General recommendations

 The prognostic and predictive value of erbB-2 (Her2/neu) in invasive breast cancer is compelling and may warrant erbB-2 testing as a routine part of the diagnostic work-up. ErbB-2 testing of primary invasive cancers should be recommended before utilization of Herceptin, an anti-erbB-2 novel therapeutic agent, and may assist in predicting response to systemic agents.

 The predictive value of erbB-2 in some patient groups will require further validation through randomized clinical trials.

 Since many significant issues relating to the translational application of erbB-2 testing are unresolved (e.g., testing methods, reagents, interpretation, controls), a conservative approach is warranted.

 It is unclear whether fluorescence in-situ hybridization (FISH) assays are superior to immunohistochemistry, or whether FISH should be considered an adjunct or replacement.

 Given the current lack of standardization and comparability data, specific reagents and/or methods for erbB-2 testing cannot yet be recommended. It should be recognized that erbB-2 testing is a work in progress and data to resolve these important issues are not available.

Specific recommendations

 The method and primary reagent should be reported with the assay result. The name of the reagent kit used and the commercial supplier should be recorded in a diagnostic comment.
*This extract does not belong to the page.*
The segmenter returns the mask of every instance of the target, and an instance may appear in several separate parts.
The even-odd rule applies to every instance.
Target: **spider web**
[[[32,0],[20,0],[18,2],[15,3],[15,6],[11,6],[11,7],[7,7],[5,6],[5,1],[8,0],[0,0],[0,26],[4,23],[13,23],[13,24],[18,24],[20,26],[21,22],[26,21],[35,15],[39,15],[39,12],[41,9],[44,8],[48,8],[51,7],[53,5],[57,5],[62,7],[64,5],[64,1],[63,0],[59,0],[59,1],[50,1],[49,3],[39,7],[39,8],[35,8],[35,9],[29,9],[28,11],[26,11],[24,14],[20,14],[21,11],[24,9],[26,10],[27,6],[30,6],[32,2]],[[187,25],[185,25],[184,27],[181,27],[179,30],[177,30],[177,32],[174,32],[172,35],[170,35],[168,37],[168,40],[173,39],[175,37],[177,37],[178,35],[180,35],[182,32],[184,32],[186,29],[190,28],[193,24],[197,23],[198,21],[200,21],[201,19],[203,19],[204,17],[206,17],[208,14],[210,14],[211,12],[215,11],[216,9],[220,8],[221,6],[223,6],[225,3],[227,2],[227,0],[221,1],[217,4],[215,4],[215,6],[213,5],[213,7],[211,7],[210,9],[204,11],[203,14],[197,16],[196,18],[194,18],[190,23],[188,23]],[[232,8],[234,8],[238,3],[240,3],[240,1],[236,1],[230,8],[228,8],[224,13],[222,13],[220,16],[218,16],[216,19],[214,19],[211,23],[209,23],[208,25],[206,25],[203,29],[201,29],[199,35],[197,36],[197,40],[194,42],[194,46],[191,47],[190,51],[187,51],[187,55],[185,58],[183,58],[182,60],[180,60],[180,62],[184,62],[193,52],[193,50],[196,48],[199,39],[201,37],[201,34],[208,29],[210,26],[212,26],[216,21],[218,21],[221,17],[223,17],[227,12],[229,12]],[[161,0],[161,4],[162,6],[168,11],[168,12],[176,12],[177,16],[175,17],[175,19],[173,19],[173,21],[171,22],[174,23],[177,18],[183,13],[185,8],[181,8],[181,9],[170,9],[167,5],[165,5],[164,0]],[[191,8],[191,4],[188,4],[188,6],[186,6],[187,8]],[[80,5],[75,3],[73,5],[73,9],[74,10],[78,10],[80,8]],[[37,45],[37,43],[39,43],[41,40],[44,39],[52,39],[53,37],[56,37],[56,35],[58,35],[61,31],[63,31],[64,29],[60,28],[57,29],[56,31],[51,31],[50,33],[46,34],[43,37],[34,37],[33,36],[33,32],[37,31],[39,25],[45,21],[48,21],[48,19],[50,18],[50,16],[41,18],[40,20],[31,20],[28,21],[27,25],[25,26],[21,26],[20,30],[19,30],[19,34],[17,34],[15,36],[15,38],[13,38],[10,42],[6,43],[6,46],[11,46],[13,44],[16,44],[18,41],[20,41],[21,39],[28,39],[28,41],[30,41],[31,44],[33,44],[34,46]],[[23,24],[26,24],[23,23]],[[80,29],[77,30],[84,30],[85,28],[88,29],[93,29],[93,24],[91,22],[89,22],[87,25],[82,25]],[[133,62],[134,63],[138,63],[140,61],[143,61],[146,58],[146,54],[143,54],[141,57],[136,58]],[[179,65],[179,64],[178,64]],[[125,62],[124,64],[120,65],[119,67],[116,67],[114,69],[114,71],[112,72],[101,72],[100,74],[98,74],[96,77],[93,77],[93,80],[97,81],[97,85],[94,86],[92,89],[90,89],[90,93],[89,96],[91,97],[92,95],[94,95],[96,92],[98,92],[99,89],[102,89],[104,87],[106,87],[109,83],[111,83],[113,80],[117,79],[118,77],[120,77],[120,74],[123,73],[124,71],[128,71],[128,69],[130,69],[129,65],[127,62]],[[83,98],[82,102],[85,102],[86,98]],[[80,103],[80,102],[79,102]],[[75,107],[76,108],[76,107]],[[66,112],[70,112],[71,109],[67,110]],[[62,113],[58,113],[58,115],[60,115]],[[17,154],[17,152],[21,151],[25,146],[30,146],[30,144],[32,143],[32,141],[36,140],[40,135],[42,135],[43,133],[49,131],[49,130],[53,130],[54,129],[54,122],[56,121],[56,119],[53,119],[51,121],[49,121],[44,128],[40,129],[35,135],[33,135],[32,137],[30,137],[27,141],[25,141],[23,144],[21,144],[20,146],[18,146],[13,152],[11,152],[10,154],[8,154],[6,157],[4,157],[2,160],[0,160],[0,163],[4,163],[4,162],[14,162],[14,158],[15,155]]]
 Controls should be included in each assay. A tissue control (with strongly positive cancer and adjacent benign epithelium) is recommended. Fixed embedded cell lines with normal, slightly amplified, and significantly amplified erbB-2 are strongly recommended as companion assay controls and for assay development.

 Only the invasive component of a tumor (not in situ disease) should be scored.

 For immunohistochemistry, membranous reactivity only should be considered positive.

 ErbB-2 staining should not be observed in adjacent stroma or inflammatory cells, nor should benign epithelium show membranous reactivity. If staining is observed in benign components, the assay may be considered indeterminate.

 Reporting should include an estimate of the percentage of immunopositive invasive cancer cells. If a separate scoring system or cut point is also used to define positivity, it must be defined in a diagnostic comment.

 Variance in methodology (including any changes to FDA approved or supplier recommended protocols) should be recorded in a diagnostic comment.

 Indeterminate cases may warrant confirmatory testing using another method.

 Laboratory erbB-2 data and their correlation with histologic grade should be reviewed on a regular, ongoing basis.